## Model Training and Evaluation

After preprocessing the data and saving it to a CSV file, the next step is to build and evaluate various machine learning models. This section outlines the approach for model training, evaluation, and feature importance analysis, ensuring we achieve the best model for predicting insurance claims.

### Objectives
The main objectives of this report are to:
- Document the complete process of training, evaluating, and interpreting machine learning models for predicting car insurance claims.
- Utilize the preprocessed dataset to train various models.
- Evaluate each model based on relevant metrics to identify the best-performing one.
- Conduct SHAP (SHapley Additive exPlanations) analysis to explain feature importance and model predictions.
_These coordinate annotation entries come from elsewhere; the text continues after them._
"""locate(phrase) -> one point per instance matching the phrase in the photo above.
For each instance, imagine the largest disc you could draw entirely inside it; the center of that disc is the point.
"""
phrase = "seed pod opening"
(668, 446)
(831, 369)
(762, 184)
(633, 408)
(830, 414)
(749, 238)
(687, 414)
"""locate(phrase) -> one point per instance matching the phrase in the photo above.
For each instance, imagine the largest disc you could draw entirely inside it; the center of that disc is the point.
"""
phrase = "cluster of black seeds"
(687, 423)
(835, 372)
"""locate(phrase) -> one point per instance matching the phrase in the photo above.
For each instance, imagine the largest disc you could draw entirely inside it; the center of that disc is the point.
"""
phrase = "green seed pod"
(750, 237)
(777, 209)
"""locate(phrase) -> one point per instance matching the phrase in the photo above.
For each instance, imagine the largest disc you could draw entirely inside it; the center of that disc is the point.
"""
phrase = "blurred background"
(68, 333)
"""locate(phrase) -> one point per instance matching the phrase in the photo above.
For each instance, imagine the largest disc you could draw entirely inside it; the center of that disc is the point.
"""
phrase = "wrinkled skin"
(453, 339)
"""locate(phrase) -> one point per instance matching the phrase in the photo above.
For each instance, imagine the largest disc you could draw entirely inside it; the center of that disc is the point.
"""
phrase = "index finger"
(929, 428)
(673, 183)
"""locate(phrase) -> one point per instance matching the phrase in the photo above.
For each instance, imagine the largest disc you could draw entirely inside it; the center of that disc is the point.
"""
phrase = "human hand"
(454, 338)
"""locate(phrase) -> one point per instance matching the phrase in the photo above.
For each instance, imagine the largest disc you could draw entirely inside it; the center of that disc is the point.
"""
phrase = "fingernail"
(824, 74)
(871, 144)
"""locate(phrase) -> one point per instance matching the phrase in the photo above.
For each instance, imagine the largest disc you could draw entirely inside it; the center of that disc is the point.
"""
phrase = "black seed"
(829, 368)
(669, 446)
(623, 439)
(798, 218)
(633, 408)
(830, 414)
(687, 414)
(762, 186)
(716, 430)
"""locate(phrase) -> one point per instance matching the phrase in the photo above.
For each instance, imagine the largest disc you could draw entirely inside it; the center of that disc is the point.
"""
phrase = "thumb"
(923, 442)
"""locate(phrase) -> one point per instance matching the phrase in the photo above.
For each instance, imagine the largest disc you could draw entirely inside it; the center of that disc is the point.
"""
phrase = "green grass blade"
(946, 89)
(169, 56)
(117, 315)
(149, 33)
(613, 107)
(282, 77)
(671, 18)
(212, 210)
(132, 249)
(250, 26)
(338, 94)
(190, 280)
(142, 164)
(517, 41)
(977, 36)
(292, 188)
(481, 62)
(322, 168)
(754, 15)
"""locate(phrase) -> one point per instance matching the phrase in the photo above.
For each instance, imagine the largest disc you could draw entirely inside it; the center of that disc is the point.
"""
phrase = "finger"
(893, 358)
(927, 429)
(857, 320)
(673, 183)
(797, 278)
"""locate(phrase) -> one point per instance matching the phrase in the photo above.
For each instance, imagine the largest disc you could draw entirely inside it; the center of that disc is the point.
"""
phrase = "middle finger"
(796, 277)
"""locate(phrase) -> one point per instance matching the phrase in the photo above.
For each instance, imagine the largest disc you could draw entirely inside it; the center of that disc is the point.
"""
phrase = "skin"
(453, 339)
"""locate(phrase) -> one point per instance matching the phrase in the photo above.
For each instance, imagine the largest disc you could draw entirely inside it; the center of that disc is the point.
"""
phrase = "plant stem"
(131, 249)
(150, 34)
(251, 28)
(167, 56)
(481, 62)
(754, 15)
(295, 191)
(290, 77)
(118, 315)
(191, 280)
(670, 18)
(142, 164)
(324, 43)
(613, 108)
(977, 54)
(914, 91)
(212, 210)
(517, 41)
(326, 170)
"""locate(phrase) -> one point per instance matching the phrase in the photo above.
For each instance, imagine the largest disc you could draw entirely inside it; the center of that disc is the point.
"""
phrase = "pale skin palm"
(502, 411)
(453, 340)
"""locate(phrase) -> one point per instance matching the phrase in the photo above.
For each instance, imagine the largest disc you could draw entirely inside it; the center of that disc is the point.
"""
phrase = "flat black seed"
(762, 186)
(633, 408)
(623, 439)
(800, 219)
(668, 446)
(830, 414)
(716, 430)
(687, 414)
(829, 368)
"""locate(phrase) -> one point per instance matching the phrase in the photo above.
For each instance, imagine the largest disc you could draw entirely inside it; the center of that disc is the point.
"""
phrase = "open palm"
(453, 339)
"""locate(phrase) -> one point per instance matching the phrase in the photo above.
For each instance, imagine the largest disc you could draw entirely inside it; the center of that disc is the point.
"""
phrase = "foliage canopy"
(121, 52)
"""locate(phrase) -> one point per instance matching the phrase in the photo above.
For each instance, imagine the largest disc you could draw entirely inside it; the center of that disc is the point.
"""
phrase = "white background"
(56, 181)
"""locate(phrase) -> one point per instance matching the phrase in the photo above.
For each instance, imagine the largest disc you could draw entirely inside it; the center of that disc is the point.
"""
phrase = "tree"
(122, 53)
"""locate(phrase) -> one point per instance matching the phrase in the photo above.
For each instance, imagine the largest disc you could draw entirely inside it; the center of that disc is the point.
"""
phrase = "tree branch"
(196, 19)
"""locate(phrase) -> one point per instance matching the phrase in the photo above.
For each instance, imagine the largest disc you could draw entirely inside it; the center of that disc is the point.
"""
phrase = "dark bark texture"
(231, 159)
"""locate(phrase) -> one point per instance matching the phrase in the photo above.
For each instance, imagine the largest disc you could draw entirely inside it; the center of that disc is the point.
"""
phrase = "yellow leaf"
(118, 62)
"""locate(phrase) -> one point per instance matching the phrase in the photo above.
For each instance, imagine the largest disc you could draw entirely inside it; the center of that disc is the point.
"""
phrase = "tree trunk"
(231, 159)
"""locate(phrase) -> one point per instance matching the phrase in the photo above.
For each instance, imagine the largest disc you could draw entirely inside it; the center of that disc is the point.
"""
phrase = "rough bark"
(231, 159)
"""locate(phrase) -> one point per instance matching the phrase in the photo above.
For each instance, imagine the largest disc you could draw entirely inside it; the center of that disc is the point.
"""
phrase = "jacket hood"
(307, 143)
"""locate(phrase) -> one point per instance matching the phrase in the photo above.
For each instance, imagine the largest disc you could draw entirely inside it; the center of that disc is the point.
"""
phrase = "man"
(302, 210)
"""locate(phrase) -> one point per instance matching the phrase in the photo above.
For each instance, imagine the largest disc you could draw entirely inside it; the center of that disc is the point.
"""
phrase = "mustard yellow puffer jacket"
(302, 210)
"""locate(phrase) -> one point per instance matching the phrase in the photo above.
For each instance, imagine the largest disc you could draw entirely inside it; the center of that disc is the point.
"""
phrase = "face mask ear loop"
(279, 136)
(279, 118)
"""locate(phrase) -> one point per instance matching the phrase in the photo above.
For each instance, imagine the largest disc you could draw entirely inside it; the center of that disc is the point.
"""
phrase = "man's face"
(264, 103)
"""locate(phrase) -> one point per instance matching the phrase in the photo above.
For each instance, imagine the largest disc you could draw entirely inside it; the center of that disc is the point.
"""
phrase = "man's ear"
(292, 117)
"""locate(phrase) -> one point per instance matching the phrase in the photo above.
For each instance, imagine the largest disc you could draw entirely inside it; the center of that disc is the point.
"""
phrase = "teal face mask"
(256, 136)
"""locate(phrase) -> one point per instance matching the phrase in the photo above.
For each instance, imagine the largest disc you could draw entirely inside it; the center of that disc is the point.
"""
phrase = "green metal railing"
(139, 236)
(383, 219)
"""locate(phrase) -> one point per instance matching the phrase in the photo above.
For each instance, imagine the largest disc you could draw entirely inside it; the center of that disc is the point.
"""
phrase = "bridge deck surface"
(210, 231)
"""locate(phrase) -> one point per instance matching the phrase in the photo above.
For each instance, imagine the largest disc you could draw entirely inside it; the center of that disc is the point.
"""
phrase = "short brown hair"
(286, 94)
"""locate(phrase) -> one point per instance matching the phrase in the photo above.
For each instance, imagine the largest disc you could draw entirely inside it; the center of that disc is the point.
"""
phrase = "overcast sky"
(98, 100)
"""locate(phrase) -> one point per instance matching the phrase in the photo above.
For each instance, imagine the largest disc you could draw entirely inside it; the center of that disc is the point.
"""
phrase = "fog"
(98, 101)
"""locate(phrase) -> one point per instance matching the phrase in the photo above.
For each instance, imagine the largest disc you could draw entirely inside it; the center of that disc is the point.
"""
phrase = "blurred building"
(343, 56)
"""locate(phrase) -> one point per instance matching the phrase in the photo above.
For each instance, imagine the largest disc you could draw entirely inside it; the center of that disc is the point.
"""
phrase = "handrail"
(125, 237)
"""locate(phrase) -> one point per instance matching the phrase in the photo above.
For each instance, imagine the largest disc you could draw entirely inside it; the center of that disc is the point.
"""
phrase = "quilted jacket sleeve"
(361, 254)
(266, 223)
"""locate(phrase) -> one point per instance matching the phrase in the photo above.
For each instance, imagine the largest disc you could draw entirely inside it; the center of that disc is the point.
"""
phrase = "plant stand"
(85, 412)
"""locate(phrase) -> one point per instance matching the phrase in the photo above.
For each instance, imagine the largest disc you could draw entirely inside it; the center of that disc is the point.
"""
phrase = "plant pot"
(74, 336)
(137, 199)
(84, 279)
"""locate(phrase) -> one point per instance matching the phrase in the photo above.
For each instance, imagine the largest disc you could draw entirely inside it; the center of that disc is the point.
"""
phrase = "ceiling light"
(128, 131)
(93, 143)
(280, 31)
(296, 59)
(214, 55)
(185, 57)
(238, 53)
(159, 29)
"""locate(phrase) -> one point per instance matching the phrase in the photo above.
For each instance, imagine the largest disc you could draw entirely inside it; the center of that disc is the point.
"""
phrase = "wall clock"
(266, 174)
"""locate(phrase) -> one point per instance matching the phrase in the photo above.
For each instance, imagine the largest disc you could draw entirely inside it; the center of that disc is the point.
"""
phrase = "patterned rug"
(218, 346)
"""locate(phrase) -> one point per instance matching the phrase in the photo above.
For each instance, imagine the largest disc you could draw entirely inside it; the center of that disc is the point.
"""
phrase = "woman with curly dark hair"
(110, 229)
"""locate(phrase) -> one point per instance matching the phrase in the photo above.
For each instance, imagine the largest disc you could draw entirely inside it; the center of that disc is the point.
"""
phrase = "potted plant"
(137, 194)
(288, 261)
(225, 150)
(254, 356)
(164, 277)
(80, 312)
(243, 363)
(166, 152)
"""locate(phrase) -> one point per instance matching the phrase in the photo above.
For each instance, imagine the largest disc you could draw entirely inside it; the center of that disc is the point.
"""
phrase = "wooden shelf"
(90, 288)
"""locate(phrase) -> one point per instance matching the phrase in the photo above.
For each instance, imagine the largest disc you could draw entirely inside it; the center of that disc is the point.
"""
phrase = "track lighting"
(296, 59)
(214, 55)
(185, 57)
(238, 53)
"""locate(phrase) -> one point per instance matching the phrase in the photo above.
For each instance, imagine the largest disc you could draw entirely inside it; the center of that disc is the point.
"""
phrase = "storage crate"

### Model Training Approach
1. **Data Preparation**: Load the preprocessed dataset and split it into training and testing sets.
2. **Model Selection**: Choose various machine learning algorithms (e.g., Linear Regression, Random Forest, Gradient Boosting).
3. **Training**: Fit the models on the training set.
4. **Evaluation**: Assess model performance using metrics such as MAE, RMSE, R², and accuracy.
5. **Feature Importance**: Use SHAP analysis to interpret model outputs and understand the impact of different features on predictions.

### Conclusion
This comprehensive approach ensures that we not only find the most effective model for predicting insurance claims but also understand the underlying factors that influence these predictions.

In [17]:
# Import necessary libraries
import pandas as pd
import matplotlib.pyplot as plt
import seaborn as sns
from sklearn.model_selection import train_test_split
from sklearn.linear_model import LinearRegression
from sklearn.metrics import mean_squared_error, r2_score
from sklearn.tree import DecisionTreeRegressor
from sklearn.ensemble import RandomForestRegressor
import xgboost as xgb  # Ensure XGBoost is installed for advanced gradient boosting
import os
import sys

In [18]:
# Add the 'scripts' directory to the Python path for module imports
sys.path.append(os.path.abspath(os.path.join('..', 'scripts')))

In [19]:
# Set options for pandas to display more columns and rows
pd.set_option('display.max_columns', 200)
pd.set_option('display.max_rows', 200)

In [20]:
# Suppress warnings for cleaner output
import warnings
warnings.filterwarnings("ignore", message="")

In [21]:
# Load the preprocessed data from CSV file
df = pd.read_csv('../data/preprocessed_data.csv')
print("Data loaded successfully.")

Data loaded successfully.